What's the MM Formula? Patience, Structure, Balance.
When my days seem to run together, when I so badly want to be in twelve places at once, when I can’t sleep at night because all I can think about is checking off the next items on my to do list, when I become overwhelmed with the feeling that I literally exist to cook and to clean, I know it’s time for me to reset. We’ve all been there. Washed out; completely drained. Bent, but never broken.
Here I am-- a Millennial Mom-- giving my tiny tots one hundred percent of me, while also determined to feed my soul everything that it craves. For me, that means a few things: patience, structure, and balance.
Patience is one of those virtues that motherhood teaches us very early on. I never really knew how impatient I was, in general, until my girls were born. But, I’ve learned that it’s not just about being patient with your one year old when she’s smearing the walls with sweet potatoes or when you’ve heard “Momma” twenty three times in a matter of 30 seconds. It’s about being patient with yourself, too. It’s about knowing that this is a lifelong journey, and that this journey will be full of self-evolution. It’s about being kind to yourself along your journey, allowing yourself to make mistakes and to feel however you need to feel, while giving yourself grace.
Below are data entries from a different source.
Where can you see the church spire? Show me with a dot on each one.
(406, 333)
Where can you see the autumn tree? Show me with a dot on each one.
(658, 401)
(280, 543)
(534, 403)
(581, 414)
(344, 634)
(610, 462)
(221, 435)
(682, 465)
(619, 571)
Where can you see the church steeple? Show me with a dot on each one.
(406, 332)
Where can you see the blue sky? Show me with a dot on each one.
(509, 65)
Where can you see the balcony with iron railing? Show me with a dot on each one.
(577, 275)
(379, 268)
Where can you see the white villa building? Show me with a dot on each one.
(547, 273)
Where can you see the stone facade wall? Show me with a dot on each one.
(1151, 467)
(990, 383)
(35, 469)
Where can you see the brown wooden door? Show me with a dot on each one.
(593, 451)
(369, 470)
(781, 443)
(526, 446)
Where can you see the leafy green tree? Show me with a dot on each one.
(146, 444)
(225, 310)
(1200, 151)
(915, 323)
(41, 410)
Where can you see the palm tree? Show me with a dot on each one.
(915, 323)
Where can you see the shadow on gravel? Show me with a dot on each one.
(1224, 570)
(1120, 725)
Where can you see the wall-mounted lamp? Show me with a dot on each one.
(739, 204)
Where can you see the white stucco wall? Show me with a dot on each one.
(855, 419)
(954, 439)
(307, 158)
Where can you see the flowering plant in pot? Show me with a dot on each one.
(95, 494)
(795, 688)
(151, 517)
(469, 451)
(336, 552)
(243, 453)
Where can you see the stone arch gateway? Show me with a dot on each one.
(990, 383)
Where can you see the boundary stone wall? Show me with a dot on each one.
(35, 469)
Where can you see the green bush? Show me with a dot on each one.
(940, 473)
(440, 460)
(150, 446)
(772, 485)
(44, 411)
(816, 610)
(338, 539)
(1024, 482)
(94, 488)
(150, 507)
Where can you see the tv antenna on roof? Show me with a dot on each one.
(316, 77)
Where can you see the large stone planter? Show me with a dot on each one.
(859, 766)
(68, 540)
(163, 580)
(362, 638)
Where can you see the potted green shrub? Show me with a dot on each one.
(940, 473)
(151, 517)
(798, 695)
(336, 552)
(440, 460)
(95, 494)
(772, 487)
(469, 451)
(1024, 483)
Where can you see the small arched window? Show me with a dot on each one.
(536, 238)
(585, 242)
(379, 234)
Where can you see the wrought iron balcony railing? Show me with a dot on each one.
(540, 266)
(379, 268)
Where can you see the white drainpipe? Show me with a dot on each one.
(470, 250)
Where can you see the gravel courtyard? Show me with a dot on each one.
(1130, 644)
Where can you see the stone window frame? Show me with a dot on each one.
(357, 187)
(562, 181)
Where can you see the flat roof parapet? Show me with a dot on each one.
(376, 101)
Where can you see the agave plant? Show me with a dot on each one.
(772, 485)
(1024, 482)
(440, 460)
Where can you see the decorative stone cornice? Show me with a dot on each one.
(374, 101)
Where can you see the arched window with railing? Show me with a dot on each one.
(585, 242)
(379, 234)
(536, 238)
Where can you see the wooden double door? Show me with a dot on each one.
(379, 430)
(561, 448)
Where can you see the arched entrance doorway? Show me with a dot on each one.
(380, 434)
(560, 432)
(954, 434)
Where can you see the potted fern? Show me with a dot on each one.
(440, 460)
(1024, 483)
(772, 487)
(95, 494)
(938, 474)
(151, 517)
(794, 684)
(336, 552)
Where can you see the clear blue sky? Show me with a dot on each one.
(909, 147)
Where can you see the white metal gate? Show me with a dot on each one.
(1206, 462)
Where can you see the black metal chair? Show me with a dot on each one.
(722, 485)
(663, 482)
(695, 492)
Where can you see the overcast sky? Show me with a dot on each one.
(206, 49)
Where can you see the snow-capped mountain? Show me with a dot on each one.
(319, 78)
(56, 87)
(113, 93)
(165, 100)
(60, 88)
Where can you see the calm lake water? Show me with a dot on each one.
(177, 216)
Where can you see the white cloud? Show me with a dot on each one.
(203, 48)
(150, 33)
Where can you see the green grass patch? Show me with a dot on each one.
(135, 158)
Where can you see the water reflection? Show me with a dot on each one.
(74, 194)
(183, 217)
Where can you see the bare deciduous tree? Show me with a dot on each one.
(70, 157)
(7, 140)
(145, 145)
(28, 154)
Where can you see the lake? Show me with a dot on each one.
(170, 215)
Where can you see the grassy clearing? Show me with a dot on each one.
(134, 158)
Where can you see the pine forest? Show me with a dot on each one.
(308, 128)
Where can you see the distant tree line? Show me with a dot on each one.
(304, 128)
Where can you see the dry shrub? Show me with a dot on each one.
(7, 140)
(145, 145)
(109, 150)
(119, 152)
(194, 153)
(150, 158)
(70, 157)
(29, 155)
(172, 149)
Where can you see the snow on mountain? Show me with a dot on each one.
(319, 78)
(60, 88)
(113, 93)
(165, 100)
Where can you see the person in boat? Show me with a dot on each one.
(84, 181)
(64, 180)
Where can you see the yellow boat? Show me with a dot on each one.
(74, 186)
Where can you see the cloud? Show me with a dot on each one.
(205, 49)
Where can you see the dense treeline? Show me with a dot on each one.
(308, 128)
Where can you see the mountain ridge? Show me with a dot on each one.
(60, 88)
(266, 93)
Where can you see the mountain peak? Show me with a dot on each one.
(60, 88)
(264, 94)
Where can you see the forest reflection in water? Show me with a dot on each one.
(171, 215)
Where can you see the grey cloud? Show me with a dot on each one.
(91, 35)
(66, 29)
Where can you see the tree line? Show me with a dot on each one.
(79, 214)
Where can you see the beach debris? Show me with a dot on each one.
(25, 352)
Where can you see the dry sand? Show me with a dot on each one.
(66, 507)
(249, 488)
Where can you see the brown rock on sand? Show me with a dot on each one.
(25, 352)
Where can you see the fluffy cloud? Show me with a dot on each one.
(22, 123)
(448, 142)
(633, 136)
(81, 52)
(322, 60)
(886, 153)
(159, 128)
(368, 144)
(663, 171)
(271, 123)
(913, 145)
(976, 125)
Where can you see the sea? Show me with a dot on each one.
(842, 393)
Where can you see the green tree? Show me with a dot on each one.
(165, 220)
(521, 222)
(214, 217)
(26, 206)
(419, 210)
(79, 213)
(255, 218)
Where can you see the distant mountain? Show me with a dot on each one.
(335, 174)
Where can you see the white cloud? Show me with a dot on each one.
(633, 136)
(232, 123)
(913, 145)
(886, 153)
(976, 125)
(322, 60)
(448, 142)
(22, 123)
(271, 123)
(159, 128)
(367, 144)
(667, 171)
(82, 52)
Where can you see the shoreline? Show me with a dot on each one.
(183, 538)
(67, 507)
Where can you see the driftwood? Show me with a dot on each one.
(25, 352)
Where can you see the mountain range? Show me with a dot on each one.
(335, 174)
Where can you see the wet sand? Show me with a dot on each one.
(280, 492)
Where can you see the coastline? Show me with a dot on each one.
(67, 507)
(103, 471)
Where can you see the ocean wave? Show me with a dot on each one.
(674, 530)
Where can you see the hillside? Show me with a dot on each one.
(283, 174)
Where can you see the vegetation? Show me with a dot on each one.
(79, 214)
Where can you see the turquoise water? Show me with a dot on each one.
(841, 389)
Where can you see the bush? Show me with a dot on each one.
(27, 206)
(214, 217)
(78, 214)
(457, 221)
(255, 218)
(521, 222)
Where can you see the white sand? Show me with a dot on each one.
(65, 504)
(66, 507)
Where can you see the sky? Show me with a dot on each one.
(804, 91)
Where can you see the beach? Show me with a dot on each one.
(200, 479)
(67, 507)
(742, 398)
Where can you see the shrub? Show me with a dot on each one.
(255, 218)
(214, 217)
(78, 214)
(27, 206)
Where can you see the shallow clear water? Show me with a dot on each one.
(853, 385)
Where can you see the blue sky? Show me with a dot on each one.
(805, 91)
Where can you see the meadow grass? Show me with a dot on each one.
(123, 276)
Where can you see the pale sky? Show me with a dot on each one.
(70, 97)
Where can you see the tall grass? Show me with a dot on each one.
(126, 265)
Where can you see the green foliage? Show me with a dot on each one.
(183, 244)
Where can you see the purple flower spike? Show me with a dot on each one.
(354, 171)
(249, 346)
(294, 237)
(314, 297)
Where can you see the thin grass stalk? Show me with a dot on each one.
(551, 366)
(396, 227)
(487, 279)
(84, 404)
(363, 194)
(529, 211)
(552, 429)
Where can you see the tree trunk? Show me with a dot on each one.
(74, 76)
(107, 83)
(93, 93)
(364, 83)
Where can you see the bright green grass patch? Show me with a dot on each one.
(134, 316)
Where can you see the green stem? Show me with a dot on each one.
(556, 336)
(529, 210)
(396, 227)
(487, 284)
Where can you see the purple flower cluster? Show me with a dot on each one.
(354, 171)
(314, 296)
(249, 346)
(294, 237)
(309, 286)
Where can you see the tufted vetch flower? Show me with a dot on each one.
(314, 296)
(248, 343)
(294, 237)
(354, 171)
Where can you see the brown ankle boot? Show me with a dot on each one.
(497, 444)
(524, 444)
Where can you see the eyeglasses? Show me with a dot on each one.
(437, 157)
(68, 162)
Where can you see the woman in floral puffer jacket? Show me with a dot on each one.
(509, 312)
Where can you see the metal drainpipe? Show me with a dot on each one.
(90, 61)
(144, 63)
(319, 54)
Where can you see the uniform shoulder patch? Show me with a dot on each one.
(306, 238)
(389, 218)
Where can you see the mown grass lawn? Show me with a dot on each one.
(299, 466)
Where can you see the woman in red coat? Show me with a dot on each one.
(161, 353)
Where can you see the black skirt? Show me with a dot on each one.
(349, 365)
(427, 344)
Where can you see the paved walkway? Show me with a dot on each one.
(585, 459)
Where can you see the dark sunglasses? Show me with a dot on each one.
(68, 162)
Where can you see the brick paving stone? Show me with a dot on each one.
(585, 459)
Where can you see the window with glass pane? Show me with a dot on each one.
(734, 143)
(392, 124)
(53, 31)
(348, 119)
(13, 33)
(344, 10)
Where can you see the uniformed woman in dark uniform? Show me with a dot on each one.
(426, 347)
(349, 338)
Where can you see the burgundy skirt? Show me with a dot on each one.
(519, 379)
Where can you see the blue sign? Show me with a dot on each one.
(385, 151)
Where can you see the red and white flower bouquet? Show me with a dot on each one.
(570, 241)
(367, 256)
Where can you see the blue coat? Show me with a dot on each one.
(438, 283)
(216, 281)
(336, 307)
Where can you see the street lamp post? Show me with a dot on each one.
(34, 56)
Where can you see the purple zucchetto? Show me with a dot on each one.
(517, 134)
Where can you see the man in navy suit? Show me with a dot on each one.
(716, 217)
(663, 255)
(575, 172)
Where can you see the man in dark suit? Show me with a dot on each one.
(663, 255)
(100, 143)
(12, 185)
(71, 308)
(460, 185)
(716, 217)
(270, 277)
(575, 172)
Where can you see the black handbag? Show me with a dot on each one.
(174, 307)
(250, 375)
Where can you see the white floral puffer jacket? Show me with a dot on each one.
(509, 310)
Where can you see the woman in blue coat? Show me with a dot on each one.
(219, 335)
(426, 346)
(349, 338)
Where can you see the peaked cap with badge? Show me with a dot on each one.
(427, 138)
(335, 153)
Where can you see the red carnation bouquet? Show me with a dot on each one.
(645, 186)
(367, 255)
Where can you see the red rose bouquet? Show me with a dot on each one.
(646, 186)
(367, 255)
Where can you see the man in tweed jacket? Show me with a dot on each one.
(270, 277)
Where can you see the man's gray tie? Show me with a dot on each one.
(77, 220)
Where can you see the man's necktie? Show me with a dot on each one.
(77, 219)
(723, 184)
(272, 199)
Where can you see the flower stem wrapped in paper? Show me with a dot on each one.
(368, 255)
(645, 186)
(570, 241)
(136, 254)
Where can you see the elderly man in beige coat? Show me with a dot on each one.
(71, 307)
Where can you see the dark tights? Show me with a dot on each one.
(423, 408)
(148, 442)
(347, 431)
Structure is another one of those things that holds my entire world together. We literally live off of structure in the Anderson household; it’s an absolute need. Period. Now, don’t get me wrong, I’m not the mom who has every activity planned, labelled, and color-coded in the kitchen. But, truly, planning out weekly activities and appointments, and structuring times for eating, sleeping, playing, and learning is what helps me take on my day to day as a mom, wife, and young professional. Structure, I’ve learned, is not only good for my kids, but it’s also great for me. I feel less stressed when I know what my days will look like.
Balance is one of the things that my soul craves the most. I want to be balanced in everything. I’m passionate about so many things: serving communities in need, loving the hell out of my kids, supporting my hubby in this crazy baseball life, and loving myself without limits. Maintaining all of my passions forces me to maintain balance, which means being careful not to stretch myself too thin (if I can help it). What works for me? Setting healthy boundaries, knowing when to take a break, and sometimes, just slowing everything down.
So, Millennial Moms, when you’re feeling overwhelmed with the weight of the world, remember this: It’s perfectly okay to reset. Being a Millennial Mom, I’m confident that I don’t have to leave behind any of the things that make me who I am. Why would I? I love spicy date nights with my husband and being there to scream “Yassssss!” every time he hits a home run. I love to see my kids engage in new experiences, and being present for every milestone-- big and small. I love networking with people and organizations who give a damn about the well-being of our vulnerable communities. It’s everything I’m passionate about, and I’m sure that all of the things I love and am passionate about can exist simultaneously.
After all, that is exactly what makes me a Millennial Mom.